Nel primo capitolo Žižek procede effettivamente tramite la demolizione delle banalità occidentali (incarnate anche da Onfray e Badiou), approfondendo il rapporto ambivalente dell’Islam con la modernità e con l’Occidente che pone quella stessa modernità. I fondamentalisti sono allo stesso tempo affascinati e turbati dalla vita peccaminosa dei non credenti. Ma questo non basta, Žižek va più a fondo: è lo stesso sentimento di inferiorità a spingere i terroristi ad affermare la propria identità culturale e religiosa contro un mondo che li ripugna ma di cui fanno parte, almeno parzialmente. Il problema del liberalismo occidentale sarebbe quello di produrre lo stesso fondamentalismo che lo detesta e che solo l’intervento di forze di sinistra potrebbe arginare. Le forze del male e del bene, entità ormai mitologiche, si scambiano continuamente la veste.

Un’altra riflessione compiuta da Žižek interessa più da vicino il rapporto dell’Islam con la modernità. Nonostante il contenuto ideologico avanzato dall’ISIS sia connotato in maniera premoderna e si rivolga contro la globalizzazione, è indubbio che la forma comunicativa dei fondamentalisti sia tipicamente moderna, anzi sia ultramoderna come mostra l’uso consapevole e spregiudicato degli strumenti del web (immagini, video, social, operazioni finanziarie). Una modernità deformata, perversa, rivolta al sostegno di un pensiero (o, meglio, di un tentativo di pensiero) reazionario, gerarchico, segregazionista e oppressivo. Che dire allora del liberalismo e dei suoi valori? Žižek sostiene che non sia sufficientemente forte da difendere le libertà che propugna contro gli attacchi del fondamentalismo.
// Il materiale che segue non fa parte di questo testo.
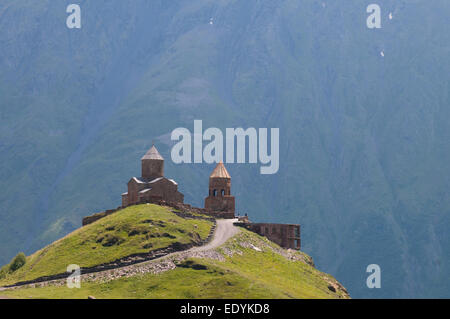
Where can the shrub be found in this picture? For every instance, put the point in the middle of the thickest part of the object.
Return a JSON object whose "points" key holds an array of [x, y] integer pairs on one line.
{"points": [[17, 262]]}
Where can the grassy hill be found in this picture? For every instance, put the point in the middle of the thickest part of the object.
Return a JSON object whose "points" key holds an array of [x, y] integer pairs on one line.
{"points": [[246, 266], [134, 230]]}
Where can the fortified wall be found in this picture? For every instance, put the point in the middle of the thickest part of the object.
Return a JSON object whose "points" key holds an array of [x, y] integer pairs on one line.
{"points": [[154, 188]]}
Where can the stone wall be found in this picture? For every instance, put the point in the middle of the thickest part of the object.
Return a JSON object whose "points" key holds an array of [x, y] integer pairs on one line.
{"points": [[285, 235], [185, 208]]}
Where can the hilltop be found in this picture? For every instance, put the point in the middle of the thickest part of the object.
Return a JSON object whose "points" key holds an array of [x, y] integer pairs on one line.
{"points": [[246, 265]]}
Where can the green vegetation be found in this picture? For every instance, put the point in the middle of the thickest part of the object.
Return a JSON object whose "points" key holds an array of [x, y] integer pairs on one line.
{"points": [[246, 271], [18, 262], [136, 229]]}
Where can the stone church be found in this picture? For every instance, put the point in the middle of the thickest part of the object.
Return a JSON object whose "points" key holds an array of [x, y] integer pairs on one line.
{"points": [[220, 199], [152, 186]]}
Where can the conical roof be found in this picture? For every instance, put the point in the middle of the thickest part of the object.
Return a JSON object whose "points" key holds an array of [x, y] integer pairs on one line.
{"points": [[220, 172], [153, 154]]}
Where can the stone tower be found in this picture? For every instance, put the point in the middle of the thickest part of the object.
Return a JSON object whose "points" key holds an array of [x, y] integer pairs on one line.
{"points": [[220, 199], [152, 164]]}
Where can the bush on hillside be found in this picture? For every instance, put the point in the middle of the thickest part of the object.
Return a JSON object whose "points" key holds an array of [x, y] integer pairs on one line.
{"points": [[17, 262]]}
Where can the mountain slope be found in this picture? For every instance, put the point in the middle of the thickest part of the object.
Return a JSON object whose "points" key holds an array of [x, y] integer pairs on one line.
{"points": [[363, 147]]}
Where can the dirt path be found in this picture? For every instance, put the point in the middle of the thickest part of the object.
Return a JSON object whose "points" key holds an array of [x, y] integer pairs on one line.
{"points": [[224, 231]]}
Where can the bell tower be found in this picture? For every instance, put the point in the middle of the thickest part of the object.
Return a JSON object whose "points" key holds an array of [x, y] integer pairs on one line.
{"points": [[219, 198], [152, 164]]}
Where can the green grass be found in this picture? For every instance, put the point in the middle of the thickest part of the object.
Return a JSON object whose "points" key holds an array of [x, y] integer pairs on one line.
{"points": [[136, 229], [248, 273]]}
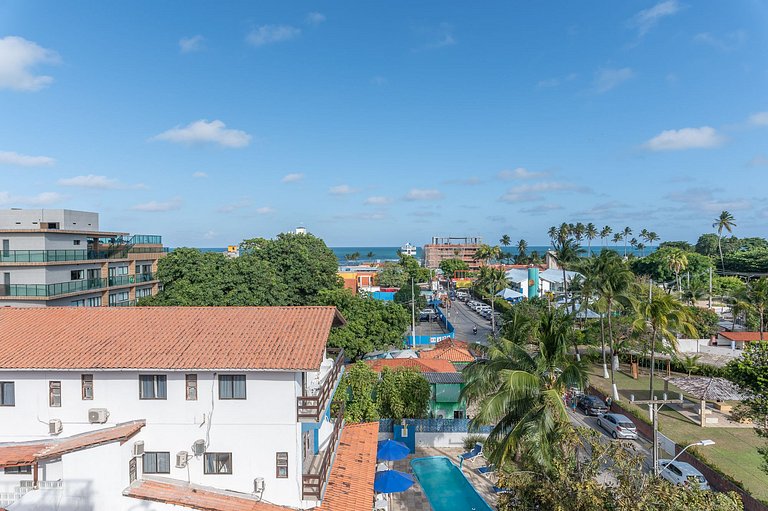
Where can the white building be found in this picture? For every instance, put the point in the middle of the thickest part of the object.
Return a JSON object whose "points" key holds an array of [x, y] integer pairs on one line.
{"points": [[59, 257], [210, 398]]}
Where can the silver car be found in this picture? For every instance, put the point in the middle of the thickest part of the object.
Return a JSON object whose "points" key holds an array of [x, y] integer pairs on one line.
{"points": [[618, 426]]}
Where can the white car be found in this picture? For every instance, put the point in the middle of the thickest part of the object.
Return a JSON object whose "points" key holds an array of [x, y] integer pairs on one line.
{"points": [[682, 474]]}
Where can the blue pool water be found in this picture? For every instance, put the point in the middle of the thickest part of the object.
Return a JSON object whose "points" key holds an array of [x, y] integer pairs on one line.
{"points": [[445, 486]]}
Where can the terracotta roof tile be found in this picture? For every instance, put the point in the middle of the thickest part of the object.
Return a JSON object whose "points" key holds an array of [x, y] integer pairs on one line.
{"points": [[423, 365], [181, 493], [26, 453], [350, 485], [165, 337]]}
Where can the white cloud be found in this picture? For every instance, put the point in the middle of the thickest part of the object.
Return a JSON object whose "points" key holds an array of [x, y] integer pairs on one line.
{"points": [[518, 173], [685, 138], [269, 34], [315, 18], [292, 178], [159, 206], [341, 190], [608, 78], [759, 119], [24, 160], [423, 194], [41, 199], [646, 19], [18, 58], [191, 44], [98, 182], [378, 200], [203, 131]]}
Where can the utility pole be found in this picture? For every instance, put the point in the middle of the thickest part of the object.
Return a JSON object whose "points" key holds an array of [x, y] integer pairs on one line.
{"points": [[655, 405]]}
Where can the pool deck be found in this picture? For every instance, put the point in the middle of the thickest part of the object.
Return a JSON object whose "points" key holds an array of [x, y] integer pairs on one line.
{"points": [[413, 499]]}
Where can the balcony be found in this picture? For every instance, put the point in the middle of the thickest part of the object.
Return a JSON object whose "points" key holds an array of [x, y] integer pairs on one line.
{"points": [[311, 405], [318, 467], [47, 290]]}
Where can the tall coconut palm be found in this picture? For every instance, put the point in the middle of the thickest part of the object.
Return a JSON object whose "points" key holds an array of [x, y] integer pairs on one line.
{"points": [[662, 317], [725, 221], [520, 390], [604, 233], [590, 233]]}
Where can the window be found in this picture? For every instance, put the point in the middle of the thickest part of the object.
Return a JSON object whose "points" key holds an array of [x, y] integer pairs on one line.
{"points": [[218, 463], [7, 393], [231, 386], [152, 386], [86, 381], [54, 393], [281, 468], [23, 469], [156, 463], [191, 387]]}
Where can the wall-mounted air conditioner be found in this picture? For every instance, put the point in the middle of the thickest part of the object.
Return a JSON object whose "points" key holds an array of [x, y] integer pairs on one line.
{"points": [[198, 448], [181, 459], [54, 426]]}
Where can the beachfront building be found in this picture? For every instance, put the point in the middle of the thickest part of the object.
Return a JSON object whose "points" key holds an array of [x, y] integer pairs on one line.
{"points": [[214, 408], [442, 248], [60, 257]]}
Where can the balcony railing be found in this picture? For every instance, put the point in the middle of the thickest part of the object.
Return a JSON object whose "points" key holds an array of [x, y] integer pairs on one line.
{"points": [[45, 290], [312, 484], [312, 407]]}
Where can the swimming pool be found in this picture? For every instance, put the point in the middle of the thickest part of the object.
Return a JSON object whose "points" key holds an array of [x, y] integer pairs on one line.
{"points": [[445, 486]]}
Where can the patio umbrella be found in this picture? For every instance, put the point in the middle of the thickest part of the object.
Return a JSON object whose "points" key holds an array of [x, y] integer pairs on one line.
{"points": [[390, 450], [392, 481]]}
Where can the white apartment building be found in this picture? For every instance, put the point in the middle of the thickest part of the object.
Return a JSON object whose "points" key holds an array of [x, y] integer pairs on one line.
{"points": [[103, 406], [59, 257]]}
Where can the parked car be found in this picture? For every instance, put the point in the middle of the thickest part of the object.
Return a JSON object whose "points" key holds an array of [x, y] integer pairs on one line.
{"points": [[618, 426], [592, 405], [682, 474]]}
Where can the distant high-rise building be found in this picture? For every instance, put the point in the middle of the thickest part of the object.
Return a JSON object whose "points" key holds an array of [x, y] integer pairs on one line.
{"points": [[59, 257]]}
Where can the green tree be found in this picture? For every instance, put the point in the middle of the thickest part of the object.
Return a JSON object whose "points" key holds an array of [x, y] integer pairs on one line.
{"points": [[402, 393], [726, 222], [520, 391], [357, 389]]}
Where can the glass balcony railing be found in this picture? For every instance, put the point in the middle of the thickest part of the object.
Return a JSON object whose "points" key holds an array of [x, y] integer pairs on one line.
{"points": [[45, 290]]}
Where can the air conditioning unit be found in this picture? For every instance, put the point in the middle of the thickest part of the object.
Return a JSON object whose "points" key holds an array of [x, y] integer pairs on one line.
{"points": [[198, 448], [54, 426], [181, 459]]}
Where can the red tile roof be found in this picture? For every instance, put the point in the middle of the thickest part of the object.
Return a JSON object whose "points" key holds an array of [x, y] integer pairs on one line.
{"points": [[350, 485], [743, 336], [26, 453], [181, 493], [255, 338], [425, 366]]}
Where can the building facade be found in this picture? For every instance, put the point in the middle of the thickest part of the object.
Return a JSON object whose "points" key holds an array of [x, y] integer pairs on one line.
{"points": [[59, 257], [230, 398]]}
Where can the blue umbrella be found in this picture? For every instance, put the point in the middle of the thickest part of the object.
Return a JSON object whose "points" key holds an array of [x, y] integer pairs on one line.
{"points": [[392, 481], [390, 450]]}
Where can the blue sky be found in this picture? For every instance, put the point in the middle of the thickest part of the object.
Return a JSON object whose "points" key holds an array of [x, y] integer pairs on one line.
{"points": [[380, 123]]}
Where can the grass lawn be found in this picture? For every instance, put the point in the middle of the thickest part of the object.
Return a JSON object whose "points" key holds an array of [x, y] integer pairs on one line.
{"points": [[735, 449]]}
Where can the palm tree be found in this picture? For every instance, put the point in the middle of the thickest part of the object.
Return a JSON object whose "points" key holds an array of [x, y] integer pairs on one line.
{"points": [[724, 221], [591, 234], [627, 232], [662, 317], [520, 390], [605, 232], [613, 285]]}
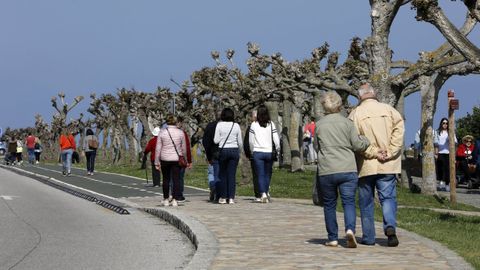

Žižek in generale sembra più disposto a non mettere sotto accusa solo l’Occidente nonostante anch’egli inciampi in certezze nient’affatto tali. L’idea, condivisa dagli autori richiamati, che l’Islam o il fondamentalismo di matrice islamica possa essere in qualche modo la “coscienza critica”, la manifestazione del lato oscuro del mondo occidentale, e quindi, hegelianamente, la sua verità, mi pare una tesi molto forte e tutt’altro che evidente o assodata. Forse varrebbe la pena pensarci ancora un po’. Potenti razionalizzazioni hegelo-marxiste del fenomeno terrorista conducono al suo depotenziamento, inquadrandolo in una griglia già pronta, mentre forse bisognerebbe costruire nuovi occhiali da vista e nuove prospettive per una realtà che fugge e che continuamente ci interpella, con dolore. Credendo di rendere giustizia a quanto avviene, giustificando quindi fra le righe l’esplosione di orrore e di sofferenza – “non si poteva non arrivare a questo punto” è l’ultima spiaggia del pensiero – si assottigliano le responsabilità individuali per addossarle a entità tanto vaste quanto sfuggenti.

Pensare filosoficamente un problema richiede uno scarto, una frattura, dallo scorrere della storia e della realtà. Lo scarto non serve per nascondersi nell’empireo ideale e immobile del concetto, ma per rivedere quella stessa realtà in modo diverso, trattenendo il fiato per capire cosa significa respirare. Ripetere banalità risalenti a paradigmi politici superati non aiuta, poiché sono intrisi di storie antiche, di sottointesi inespressi, di lacerazioni rimarginate e non, di verità stantie e di utopie reazionarie che proprio il terrorismo, così come lo stiamo vivendo, sta distruggendo. Il terrorismo è la nemesi dell’Occidente? L’Occidente, qualunque cosa esso sia (complesso di valori, modello economico, realtà politica?), è il motore della propria meritoria distruzione? Mi sembra ci siano tanti sottointesi in questo tipo di domanda, tanti presupposti, anche e soprattutto metafisici, su cui si dovrebbe tornare a pensare.

Il pilota automatico non rende più facile l’attività del pensare, ma la rende superflua.